Separation haplotigs from the genome assembly
Some regions of genome are highly heterozygous, which contain two alleles at the same gene locus (we called it ‘primary contigs’ and associated ‘haplotigs’ according to FALCON_unzip (https://github.com/PacificBiosciences/FALCON_unzip/)). Assemblers may produce both primary contig and haplotig without labelling instead of a single haplotype-fused contig. Those ‘unidentified’ haplotigs may cause issues in the downstream analyses. Some tools are developed for separating the primary contigs and haplotigs from the assembly, such as Purge Haplotigs (https://bitbucket.org/mroachawri/purge_haplotigs), HaploMerger2 (https://github.com/mapleforest/HaploMerger2/releases/) or FALCON_unzip. Purge Haplotigs remapped short-reads or long-reads to obtain the coverage information for haplotigs separation, whereas HaploMerger2 separated haplotigs basing on all-against-all whole genome alignment.

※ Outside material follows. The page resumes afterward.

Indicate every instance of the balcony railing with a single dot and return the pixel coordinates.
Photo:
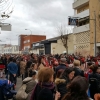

Here, we developed a new and quick method separated haplotigs basing on sequence similarity. The idea is simple: we use gene nt sequences (can be from the same species or shorter evolutionary distance species) as the marker, mapped the marker to the assembly. If a contig (haplotig) is associated to another contig (primary contig), most of regions of them should be very similarity even the same. Therefore, we can find the same marker between them. One drawback of this method may not work for those contigs that do not contain any genes.
- Python 2.7 or higher
- Matplotlib package (Python)
- BLAST 2.2.30+
- Mummer 4.0
No installation required, just download the pipeline from github.
git clone https://github.com/asdcid/Gene-conservation-informed-contig-alignment.git
This method requires a genome assembly (fasta format) and a whole set of gene nt sequences (fasta format) from the same species or shorter evolutionary distance species.
The path of BLAST and Mummer should be set into the environment path first.
Usage: GCICA -g assembly.fa -g genes.fa [options]
Required:
-a assembly file, fasta format
-g gene nt sequence file, fasta format
Options:
-o outputDir. Default is basename of assembly file + timestamp in the current directory
-t number of threads. Default is 10
-i minimun identity for blastn. Default is 80
-m the minimum number of aligned gene that each contig contains. Default is 3
-l the minimum fraction of aligned length in a gene. If the aligned length of a gene is lower than this fraction, this gene would not consider as a aligned gene. Deafult is 0.7
-c the percentage of minimum coverage between the possible primary and its associated haplotigs. Default is 80
-f fraction = the number of aligend gene in contig A which also aligned to contig B / total aligned gene in contig A. If the fracion > minGeneCover, these two contigs could be the possible primary contig and associated haplotig. Default is 0.8
The final result is in the final_result directory.
separate_info file indicates the primary contigs and their associated haplotigs.
figures directory is the dot-plot between primary contig and its associated haplotig.
summary file is the datails of comparison between primary contigs and their associated haplotigs. 1-to-1: the unique mapping; m-to-m: the multiple mapping. Both 1-to-1, m-to-m and coverage information are from Mummer dnadiff result.